Pattayat Shiba Shankar, Parida Jajati Keshari, Awasthi I C
Department of Economic Studies, Central University of Punjab, Bathinda, Punjab 151001 India.
Institute for Human Development, New Delhi, India.
Indian J Labour Econ. 2022;65(1):137-160. doi: 10.1007/s41027-022-00359-9. Epub 2022 Mar 15.

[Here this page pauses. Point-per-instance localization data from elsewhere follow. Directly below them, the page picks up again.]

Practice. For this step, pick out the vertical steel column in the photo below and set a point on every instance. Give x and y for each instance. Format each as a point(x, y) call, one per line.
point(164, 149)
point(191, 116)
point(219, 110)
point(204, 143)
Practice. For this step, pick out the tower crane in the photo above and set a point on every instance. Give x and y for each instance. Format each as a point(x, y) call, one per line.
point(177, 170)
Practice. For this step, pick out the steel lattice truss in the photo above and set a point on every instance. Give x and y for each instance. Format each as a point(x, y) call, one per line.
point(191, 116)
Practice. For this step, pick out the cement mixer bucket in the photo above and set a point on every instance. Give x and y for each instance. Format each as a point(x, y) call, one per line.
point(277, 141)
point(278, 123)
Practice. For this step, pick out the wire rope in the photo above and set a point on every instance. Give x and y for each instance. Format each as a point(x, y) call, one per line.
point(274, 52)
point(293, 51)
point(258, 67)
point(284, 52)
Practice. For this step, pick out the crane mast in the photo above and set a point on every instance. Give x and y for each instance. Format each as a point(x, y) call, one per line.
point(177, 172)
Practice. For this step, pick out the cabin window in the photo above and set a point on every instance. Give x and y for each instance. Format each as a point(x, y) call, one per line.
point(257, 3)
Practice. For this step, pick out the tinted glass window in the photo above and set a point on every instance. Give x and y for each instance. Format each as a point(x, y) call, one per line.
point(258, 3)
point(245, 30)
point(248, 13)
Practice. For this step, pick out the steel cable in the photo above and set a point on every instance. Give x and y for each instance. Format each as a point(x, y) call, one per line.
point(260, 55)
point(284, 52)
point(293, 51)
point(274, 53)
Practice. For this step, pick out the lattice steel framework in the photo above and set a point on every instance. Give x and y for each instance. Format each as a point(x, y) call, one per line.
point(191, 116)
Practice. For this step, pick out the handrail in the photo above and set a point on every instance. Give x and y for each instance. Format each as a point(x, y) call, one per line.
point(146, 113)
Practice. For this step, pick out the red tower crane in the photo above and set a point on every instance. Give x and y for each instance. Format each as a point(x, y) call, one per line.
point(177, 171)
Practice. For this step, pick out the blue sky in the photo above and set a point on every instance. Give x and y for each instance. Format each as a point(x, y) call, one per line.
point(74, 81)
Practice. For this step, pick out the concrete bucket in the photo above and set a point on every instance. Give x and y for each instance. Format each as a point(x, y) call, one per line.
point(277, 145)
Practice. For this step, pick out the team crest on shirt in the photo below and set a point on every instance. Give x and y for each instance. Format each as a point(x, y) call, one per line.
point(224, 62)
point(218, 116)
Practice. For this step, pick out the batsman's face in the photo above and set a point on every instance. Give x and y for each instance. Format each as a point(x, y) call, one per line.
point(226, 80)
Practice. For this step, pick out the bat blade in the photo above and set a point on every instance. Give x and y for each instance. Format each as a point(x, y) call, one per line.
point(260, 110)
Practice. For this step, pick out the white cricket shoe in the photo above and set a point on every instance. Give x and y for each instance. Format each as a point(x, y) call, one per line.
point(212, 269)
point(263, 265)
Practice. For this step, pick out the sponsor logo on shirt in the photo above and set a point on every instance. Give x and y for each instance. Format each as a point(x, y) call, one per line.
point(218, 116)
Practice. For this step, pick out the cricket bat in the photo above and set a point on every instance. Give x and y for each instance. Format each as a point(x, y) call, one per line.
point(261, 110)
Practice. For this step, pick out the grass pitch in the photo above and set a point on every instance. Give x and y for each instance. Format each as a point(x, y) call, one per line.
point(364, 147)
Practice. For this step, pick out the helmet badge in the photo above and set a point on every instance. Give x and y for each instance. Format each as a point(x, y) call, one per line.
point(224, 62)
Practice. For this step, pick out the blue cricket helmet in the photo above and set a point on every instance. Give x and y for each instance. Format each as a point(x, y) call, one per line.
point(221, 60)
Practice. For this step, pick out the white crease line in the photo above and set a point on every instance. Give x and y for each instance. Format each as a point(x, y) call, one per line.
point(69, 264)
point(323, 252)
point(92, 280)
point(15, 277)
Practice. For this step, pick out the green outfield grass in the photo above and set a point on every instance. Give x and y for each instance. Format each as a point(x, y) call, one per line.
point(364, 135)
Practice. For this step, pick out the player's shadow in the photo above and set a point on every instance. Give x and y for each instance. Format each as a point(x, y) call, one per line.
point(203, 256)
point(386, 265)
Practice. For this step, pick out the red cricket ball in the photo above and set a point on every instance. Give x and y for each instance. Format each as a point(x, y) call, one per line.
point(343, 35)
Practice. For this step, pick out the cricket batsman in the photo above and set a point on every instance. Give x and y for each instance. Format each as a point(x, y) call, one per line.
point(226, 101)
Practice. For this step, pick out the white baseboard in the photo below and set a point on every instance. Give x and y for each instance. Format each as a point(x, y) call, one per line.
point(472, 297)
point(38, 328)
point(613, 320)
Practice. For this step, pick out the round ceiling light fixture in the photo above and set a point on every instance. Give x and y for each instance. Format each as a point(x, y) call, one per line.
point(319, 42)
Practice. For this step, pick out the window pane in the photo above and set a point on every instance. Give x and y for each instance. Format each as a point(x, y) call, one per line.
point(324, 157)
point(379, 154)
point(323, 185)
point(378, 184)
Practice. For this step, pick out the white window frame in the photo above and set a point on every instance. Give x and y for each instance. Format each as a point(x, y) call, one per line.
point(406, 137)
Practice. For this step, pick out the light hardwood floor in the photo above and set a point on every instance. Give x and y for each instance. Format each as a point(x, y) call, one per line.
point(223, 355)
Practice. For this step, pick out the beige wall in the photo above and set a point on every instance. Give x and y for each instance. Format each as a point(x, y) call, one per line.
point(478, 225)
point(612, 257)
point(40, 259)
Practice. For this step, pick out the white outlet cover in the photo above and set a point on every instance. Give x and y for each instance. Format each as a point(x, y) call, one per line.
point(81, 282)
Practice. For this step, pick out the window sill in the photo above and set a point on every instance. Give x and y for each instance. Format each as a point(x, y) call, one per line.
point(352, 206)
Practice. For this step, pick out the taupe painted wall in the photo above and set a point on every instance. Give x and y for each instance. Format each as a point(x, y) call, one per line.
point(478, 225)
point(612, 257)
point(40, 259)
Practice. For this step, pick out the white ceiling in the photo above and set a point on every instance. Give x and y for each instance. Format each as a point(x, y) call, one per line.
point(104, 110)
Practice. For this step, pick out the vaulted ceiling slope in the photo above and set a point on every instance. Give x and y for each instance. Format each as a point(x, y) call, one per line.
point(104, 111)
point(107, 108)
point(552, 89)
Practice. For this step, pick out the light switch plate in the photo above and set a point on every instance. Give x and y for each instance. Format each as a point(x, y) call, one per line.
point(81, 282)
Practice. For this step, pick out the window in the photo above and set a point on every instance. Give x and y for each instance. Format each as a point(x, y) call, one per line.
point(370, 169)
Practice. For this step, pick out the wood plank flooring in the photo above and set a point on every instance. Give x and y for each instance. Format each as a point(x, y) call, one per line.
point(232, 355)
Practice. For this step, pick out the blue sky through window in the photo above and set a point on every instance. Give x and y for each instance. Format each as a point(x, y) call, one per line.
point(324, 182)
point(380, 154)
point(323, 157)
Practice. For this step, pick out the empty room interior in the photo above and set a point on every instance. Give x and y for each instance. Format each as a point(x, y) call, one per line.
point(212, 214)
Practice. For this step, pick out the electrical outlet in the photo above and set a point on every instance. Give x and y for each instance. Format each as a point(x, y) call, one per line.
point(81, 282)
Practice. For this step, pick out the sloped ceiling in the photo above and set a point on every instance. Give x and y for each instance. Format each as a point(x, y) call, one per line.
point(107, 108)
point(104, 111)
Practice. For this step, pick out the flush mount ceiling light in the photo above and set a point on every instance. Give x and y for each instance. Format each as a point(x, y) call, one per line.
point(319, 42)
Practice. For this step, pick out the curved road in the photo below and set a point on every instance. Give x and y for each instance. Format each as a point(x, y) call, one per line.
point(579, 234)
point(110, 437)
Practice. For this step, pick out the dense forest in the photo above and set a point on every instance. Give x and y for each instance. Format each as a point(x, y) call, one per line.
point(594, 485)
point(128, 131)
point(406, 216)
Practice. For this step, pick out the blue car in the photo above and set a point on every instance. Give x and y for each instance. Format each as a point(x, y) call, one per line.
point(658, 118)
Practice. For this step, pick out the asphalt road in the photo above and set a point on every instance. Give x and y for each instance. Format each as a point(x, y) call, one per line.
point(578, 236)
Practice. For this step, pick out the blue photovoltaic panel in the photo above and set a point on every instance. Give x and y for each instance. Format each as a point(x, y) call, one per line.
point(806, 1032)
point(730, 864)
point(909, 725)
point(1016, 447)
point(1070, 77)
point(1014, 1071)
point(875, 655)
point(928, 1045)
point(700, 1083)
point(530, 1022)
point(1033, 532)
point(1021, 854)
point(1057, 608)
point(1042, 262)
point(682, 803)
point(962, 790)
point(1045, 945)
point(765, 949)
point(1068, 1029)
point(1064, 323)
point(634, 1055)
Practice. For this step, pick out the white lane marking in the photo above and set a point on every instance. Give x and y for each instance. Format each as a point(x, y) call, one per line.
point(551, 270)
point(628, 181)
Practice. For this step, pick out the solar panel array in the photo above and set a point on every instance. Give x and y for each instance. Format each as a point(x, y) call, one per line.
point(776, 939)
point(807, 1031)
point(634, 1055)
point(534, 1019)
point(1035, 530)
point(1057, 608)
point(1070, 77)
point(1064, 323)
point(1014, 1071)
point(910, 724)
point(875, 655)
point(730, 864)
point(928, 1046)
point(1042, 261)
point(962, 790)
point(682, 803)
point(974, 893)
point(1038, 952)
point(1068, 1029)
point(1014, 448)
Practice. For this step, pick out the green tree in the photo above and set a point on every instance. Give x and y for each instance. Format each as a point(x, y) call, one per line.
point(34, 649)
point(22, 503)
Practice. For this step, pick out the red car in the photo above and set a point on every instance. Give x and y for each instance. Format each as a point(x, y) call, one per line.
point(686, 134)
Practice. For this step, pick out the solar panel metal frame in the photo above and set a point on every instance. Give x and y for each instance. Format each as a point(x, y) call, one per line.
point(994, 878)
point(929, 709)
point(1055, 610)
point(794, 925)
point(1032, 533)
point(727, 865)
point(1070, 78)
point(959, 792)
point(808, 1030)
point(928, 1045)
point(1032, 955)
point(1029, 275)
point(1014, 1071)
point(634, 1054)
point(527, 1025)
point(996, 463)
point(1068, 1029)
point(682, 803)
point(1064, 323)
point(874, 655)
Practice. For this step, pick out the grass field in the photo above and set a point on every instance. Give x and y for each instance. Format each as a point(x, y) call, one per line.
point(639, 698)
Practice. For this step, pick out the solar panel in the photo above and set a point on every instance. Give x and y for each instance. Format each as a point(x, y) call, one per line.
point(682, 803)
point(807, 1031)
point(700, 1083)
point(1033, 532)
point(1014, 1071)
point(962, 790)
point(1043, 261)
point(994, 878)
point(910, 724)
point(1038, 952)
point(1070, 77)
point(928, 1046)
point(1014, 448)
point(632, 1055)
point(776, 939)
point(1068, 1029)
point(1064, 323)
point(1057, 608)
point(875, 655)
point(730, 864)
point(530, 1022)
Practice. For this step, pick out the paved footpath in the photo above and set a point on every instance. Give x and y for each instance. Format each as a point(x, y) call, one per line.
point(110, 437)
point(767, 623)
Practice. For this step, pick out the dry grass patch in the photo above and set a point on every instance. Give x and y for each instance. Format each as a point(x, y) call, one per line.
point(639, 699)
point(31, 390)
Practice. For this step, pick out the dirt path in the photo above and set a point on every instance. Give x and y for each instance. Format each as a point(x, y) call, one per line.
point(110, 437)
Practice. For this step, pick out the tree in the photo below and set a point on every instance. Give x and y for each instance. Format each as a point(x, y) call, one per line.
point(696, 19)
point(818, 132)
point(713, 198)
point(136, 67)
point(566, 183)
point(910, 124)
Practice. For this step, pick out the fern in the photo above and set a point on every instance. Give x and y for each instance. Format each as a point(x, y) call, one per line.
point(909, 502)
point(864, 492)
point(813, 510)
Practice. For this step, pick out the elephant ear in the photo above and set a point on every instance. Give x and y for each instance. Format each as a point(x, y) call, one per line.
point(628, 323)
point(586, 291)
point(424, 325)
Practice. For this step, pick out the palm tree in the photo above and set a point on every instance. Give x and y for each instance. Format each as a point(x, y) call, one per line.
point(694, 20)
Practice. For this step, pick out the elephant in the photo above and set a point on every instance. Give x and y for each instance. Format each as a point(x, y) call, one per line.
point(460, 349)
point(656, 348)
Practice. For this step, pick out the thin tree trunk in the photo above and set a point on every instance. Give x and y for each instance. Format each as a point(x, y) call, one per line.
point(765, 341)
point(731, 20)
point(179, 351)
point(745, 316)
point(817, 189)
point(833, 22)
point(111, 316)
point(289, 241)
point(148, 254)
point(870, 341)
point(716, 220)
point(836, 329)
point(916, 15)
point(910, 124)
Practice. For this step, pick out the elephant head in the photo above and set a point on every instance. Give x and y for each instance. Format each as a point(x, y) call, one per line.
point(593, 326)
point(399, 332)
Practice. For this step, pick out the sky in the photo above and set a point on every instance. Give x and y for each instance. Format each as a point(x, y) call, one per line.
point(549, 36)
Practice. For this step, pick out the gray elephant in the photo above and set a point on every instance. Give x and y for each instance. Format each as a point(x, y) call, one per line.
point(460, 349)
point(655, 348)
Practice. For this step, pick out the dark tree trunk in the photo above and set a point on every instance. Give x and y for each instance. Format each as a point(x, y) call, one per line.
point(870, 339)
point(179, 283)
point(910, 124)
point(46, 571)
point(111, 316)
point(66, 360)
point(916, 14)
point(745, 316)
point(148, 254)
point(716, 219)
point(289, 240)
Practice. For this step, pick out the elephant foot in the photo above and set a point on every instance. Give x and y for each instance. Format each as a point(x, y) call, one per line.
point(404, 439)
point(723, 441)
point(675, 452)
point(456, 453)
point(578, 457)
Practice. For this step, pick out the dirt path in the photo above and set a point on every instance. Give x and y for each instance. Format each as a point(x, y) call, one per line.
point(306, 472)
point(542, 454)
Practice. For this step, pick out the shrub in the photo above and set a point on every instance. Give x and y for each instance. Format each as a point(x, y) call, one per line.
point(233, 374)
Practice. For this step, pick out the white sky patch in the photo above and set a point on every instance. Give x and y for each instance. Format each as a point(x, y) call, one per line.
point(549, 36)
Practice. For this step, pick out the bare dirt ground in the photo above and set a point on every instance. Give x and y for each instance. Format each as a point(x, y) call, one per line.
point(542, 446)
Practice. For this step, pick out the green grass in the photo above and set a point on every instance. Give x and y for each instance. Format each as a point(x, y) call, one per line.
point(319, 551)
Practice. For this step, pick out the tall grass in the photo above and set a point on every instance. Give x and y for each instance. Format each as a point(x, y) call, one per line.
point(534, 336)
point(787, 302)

Based on secondary data, this paper estimates the incidence of poverty by sectoral employment status of individuals and it explores the factors determining individual's joint probabilities of being poor and being engaged in the non-farm sector jobs (at micro-level). It also finds the impact (at macro-level) of rural non-farm sector employment on the incidence of rural poverty, and it identifies the subsectors of the non-farm sector, which help reduce the incidence of rural poverty in India. Using bivariate probit, recursive bivariate probit regression models, it finds that individual's human capabilities owing to better education and training and higher occupations of their head of the family significantly determine their probability of being employed in the non-farm sectors, which in turn help reduce their chance of being poor. The panel system generalized methods of moment result suggest that the provincial states of India, which have achieved higher level of non-farm sector NSDP growth along with the creation of jobs through an improved level of infrastructure (roads, railways, banking, and industries) base, have succeeded to reduce the incidence of rural poverty to substantially low levels. Based on these findings, it is argued that the incidence of rural poverty can be reduced on a sustainable basis through the development of rural manufacturing, and by promoting growth of modern service sectors like education, health, communication, real estate, and finance and insurance, along with the infrastructural development.
基于二手数据,本文根据个人的部门就业状况估算贫困发生率,并探讨决定个人陷入贫困以及从事非农部门工作(微观层面)的联合概率的因素。研究还发现了农村非农部门就业对农村贫困发生率的影响(宏观层面),并确定了有助于降低印度农村贫困发生率的非农部门子部门。通过使用双变量概率模型、递归双变量概率回归模型,研究发现,由于教育和培训水平提高以及家庭户主职业地位较高,个人的人力能力显著决定了他们受雇于非农部门的概率,这反过来又有助于降低他们陷入贫困的几率。面板系统广义矩估计结果表明,印度各邦通过改善基础设施(道路、铁路、银行和工业)基础实现了更高水平的非农部门国内生产总值增长并创造了就业机会,成功地将农村贫困发生率降至相当低的水平。基于这些发现,本文认为,通过发展农村制造业、促进教育、卫生、通信、房地产以及金融和保险等现代服务业的增长以及基础设施建设,可以可持续地降低农村贫困发生率。